The Progress Pride flag waving in front of a blue sky.
Gay and transgender people are anxiously bracing for a second Donald Trump presidency.
The Trevor Project, an advocacy organization that provides crisis services and peer support for LGBTQ+ youth, reported a 700% increase in calls to their crisis hotline on Nov. 6, the day after the 2024 presidential election. The Trevor Project says 90% of LGBTQ+ young people reported their well-being was negatively impacted by recent politics.
While the data reported by the group was national in scope, the election results are extremely concerning to the local queer community as well, according to AJ Hardie, the program director for the Madison-based OutReach LGBTQ+ Community Center.
“There’s a lot of stress and anxiety because a lot of rights that people have pretty recently gained are potentially going to get taken away,” Hardie says.
The Human Rights Campaign kept what it called “Trump’s Timeline of Hate,” during the former president’s first term in office. The group says Trump's rhetoric and policies, including opposing the Equality Act, appointing anti-gay judges and having an anti-gay vice president, encouraged a culture of anti-LGBTQ+ hate to grow in the U.S.
Trump vowed during his most recent campaign to “lead the GOP charge on gender identity,” Hannah Knowles wrote in the Washington Post in late September. “He says he wants to kick providers out of Medicare and Medicaid for offering gender transition care to minors, such as hormone therapy and surgery; pull federal funding from schools if officials suggest a child 'could be trapped in the wrong body'; and purge anything in the federal government deemed to promote transgender identity. The moves would go against the advice of leading medical groups.”

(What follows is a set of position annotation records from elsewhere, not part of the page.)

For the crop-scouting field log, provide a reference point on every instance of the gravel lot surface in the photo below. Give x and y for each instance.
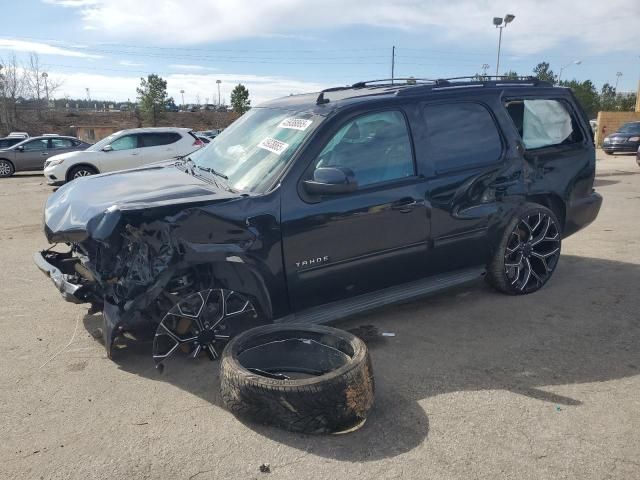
(475, 384)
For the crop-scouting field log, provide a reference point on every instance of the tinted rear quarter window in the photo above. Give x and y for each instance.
(461, 135)
(543, 122)
(159, 138)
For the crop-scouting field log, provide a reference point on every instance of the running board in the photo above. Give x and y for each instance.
(369, 301)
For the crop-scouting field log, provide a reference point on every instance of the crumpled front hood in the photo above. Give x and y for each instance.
(92, 206)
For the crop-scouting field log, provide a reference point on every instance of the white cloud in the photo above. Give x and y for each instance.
(185, 66)
(539, 24)
(42, 48)
(122, 87)
(128, 63)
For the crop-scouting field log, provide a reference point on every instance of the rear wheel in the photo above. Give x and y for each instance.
(81, 171)
(6, 168)
(528, 251)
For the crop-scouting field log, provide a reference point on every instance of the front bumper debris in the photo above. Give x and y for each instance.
(71, 292)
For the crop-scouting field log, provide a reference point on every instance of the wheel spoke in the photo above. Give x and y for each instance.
(527, 275)
(193, 315)
(534, 228)
(543, 235)
(545, 255)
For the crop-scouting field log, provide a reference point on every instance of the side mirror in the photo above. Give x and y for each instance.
(331, 181)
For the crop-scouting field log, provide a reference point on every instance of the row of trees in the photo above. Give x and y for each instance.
(590, 98)
(20, 82)
(153, 98)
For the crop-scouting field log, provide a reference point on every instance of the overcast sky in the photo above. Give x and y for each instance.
(279, 47)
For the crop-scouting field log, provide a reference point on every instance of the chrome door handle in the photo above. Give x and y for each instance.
(405, 205)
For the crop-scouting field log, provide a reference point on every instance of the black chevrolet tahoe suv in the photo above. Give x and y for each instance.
(314, 207)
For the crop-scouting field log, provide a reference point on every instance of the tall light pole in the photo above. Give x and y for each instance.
(501, 23)
(46, 87)
(575, 62)
(618, 75)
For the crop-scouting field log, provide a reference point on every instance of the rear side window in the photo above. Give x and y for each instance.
(128, 142)
(35, 145)
(61, 143)
(461, 135)
(159, 138)
(631, 128)
(543, 123)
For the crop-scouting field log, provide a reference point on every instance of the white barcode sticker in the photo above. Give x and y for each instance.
(295, 123)
(273, 145)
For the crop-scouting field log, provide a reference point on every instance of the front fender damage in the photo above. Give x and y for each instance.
(141, 268)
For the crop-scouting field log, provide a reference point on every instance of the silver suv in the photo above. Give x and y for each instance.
(30, 154)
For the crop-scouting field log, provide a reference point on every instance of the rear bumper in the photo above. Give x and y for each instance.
(71, 292)
(581, 213)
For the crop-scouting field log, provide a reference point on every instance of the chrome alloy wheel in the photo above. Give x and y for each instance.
(532, 252)
(82, 173)
(5, 168)
(200, 323)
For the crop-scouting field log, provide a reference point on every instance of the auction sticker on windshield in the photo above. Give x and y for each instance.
(273, 145)
(296, 123)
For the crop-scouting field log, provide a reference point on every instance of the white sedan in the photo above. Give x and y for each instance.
(120, 151)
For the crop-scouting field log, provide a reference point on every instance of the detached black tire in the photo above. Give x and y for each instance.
(311, 379)
(528, 252)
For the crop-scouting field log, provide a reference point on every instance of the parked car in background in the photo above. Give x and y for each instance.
(7, 142)
(315, 207)
(122, 150)
(31, 154)
(625, 139)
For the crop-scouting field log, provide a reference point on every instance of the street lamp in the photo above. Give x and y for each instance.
(618, 75)
(501, 23)
(46, 87)
(575, 62)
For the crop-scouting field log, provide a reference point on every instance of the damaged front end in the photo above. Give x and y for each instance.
(129, 259)
(121, 277)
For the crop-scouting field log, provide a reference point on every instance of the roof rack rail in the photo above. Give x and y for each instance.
(420, 84)
(406, 80)
(495, 79)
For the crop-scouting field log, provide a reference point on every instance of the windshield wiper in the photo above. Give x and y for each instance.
(211, 170)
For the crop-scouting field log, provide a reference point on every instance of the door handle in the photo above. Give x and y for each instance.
(405, 205)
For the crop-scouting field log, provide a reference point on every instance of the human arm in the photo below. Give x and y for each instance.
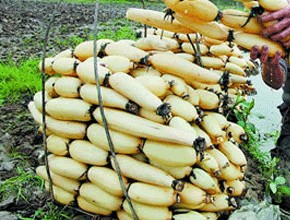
(279, 30)
(274, 69)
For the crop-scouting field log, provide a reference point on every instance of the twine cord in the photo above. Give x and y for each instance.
(44, 136)
(101, 107)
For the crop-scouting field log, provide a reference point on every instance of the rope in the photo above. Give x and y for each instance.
(44, 136)
(101, 107)
(197, 54)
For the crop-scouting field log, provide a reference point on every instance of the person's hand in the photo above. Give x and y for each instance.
(280, 30)
(272, 73)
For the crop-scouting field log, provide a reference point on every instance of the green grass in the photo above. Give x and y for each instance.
(20, 185)
(16, 80)
(267, 165)
(100, 1)
(51, 212)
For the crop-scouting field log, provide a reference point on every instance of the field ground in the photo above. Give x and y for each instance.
(22, 24)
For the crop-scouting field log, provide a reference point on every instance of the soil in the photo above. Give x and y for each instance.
(21, 35)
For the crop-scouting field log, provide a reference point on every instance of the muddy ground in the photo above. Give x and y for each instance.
(22, 25)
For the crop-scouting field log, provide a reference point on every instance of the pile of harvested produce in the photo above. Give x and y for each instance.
(151, 140)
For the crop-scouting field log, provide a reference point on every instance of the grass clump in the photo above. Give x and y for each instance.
(51, 212)
(16, 80)
(20, 185)
(274, 181)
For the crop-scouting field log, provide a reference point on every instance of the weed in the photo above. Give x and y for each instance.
(274, 182)
(20, 185)
(14, 154)
(51, 212)
(18, 79)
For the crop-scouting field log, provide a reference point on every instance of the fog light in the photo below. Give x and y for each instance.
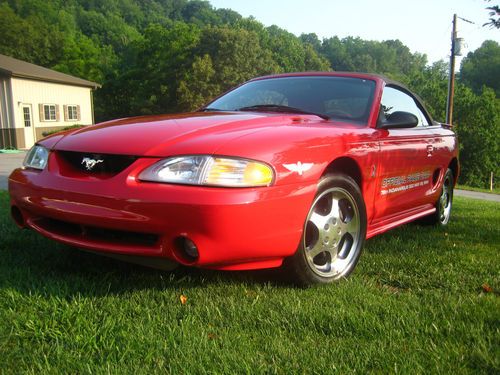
(186, 249)
(190, 249)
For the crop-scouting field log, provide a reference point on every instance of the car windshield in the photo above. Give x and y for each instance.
(339, 98)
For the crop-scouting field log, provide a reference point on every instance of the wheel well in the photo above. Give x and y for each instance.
(345, 166)
(454, 168)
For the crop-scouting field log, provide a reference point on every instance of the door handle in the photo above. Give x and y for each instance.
(430, 150)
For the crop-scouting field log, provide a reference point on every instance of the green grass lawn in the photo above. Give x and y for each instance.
(415, 304)
(495, 190)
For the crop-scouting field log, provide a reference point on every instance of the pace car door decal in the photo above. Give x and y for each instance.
(395, 184)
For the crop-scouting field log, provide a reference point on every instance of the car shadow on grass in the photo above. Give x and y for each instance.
(30, 263)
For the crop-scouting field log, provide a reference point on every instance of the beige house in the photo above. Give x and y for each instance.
(34, 100)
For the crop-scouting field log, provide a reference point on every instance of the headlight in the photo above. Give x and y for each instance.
(37, 157)
(209, 170)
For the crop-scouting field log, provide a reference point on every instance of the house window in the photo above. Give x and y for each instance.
(49, 112)
(72, 113)
(27, 116)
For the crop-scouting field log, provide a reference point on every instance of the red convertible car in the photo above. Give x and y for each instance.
(295, 169)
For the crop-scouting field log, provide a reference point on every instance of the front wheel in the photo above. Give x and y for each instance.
(333, 233)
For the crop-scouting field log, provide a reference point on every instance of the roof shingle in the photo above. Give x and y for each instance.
(22, 69)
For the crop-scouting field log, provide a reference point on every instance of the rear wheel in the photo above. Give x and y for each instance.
(443, 206)
(333, 234)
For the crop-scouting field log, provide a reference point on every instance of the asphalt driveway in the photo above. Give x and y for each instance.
(9, 162)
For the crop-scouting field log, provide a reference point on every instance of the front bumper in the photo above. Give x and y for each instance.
(233, 228)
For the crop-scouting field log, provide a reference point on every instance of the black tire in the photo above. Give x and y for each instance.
(333, 235)
(444, 203)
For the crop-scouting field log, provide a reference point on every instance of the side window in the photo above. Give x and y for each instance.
(396, 100)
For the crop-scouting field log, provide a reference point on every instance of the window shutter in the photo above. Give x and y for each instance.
(40, 112)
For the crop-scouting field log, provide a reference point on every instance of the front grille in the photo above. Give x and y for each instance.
(97, 164)
(95, 234)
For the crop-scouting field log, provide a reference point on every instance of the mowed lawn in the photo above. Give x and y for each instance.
(422, 300)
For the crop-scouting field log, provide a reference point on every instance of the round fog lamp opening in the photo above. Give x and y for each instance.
(187, 249)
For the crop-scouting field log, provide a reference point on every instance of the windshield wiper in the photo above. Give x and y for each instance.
(280, 108)
(211, 109)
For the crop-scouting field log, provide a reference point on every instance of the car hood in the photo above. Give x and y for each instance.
(165, 135)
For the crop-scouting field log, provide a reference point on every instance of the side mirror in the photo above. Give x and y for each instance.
(399, 120)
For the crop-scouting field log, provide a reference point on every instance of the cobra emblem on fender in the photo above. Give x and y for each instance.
(91, 163)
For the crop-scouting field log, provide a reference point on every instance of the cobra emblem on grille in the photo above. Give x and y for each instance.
(90, 163)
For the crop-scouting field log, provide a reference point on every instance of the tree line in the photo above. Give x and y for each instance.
(162, 56)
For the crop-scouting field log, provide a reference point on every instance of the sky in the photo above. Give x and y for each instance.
(423, 25)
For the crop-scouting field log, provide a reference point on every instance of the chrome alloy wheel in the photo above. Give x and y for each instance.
(332, 233)
(445, 200)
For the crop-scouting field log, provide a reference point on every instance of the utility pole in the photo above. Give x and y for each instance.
(451, 80)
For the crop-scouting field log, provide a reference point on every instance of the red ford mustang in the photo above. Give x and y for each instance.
(294, 168)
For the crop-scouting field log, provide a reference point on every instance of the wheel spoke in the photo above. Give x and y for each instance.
(315, 250)
(318, 220)
(351, 227)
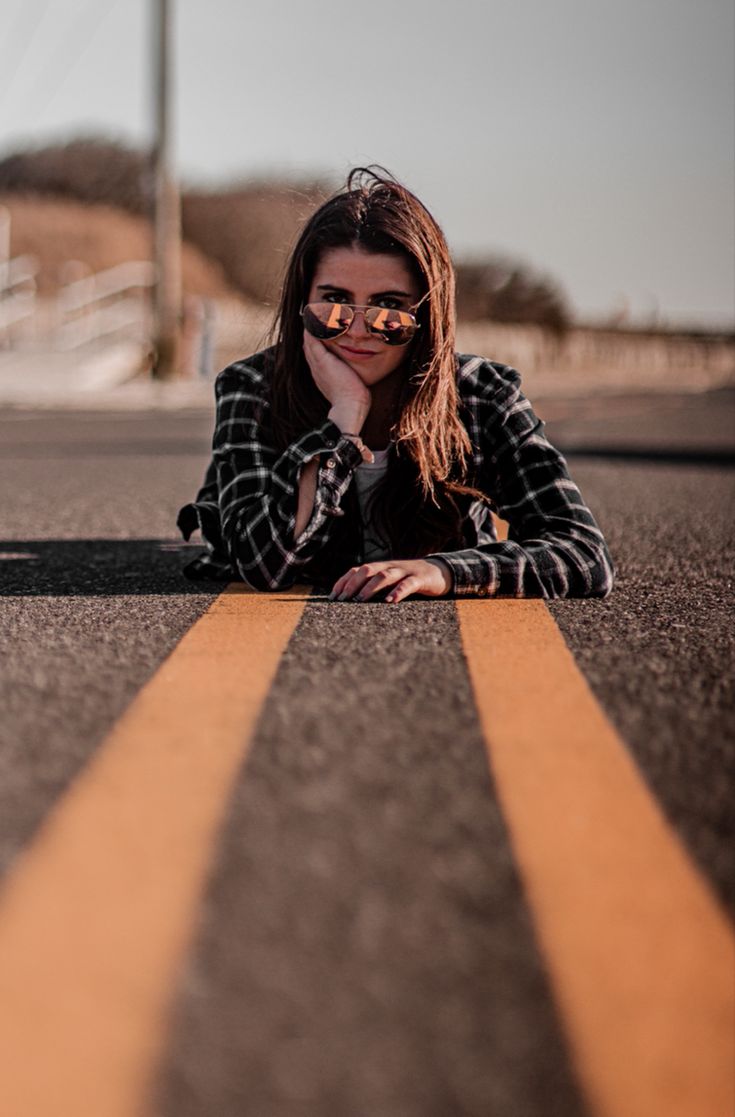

In Wisconsin, the Republican-controlled state Legislature has introduced several bills targeting transgender people, including restricting access to health care and team sports. Most of these bills have been vetoed by Gov. Tony Evers.
Anti-transgender laws at the state level across the country had a “significant and causal impact on suicide risk” among transgender and nonbinary youth over the past year, according to research from the Trevor Project.
Transgender people are especially vulnerable to attacks and many have been targets of bigotry, says Steve Starkey, executive director of OutReach.
“I think that with (Trump’s) approval and support that’s just going to increase,” he says. “I think the transgender community especially is very nervous and scared. The LGBTQ+ community in general feels under attack.”
Hardie says it is exhausting to fight attacks from the state government, but the LGBTQ+ community in Wisconsin is strong and can learn from experiences in other states.
“I think we're fortunate in Wisconsin that we've got a lot of organizations that are on the ground already doing this work. We've got seven or more LGBTQ+ centers scattered throughout the state, in addition to the ones that are affiliated with different colleges,” they say. “So there's a tremendous amount of nonprofit organizing, and then just a lot of community organizing and community groups as well.”
Laws that affect LGBTQ+ people also affect their families, loved ones and communities, says Heidi Duss, founder of OPEN Foundation in Madison, a nonprofit that advocates for equitable and inclusive workplaces for LGBTQ+ people.
“The hateful rhetoric we’re hearing affects our rights. It can impact our families, our livelihoods and our day-to-day safety,” she says. “Being able to be visible and accepted in the workplace is something that everyone deserves, but I think going into this administration people are worried about safety in ways we thought were behind us.”
Duss says LGBTQ+ people are looking for assurance from their allies, employers and local leaders that they’re fully supported. She says some of the work OPEN Foundation does is helping LGBTQ+ people find inclusive and safe employers.
“We’ve seen a step back in diversity, equity and inclusion work, and I think that’s going to be rolled back even further,” she says.
Hardie says that at the same time that gay and transgender rights have been under attack, there’s been a huge blossoming of literature, movies and music created by queer and trans people in recent years.
“(We’re) taking lessons from wherever we can about effective forms of resistance. What types of community support can help strengthen us, and help us build up, and reinforce the community mindset that has been helping us get through challenging times for decades?”
Madison-area LGBTQ+ people who are struggling can reach out to OutReach and OPEN foundation if they’re looking for community. People in crisis can call The Trevor Project’s crisis hotline at 1-866-488-7386.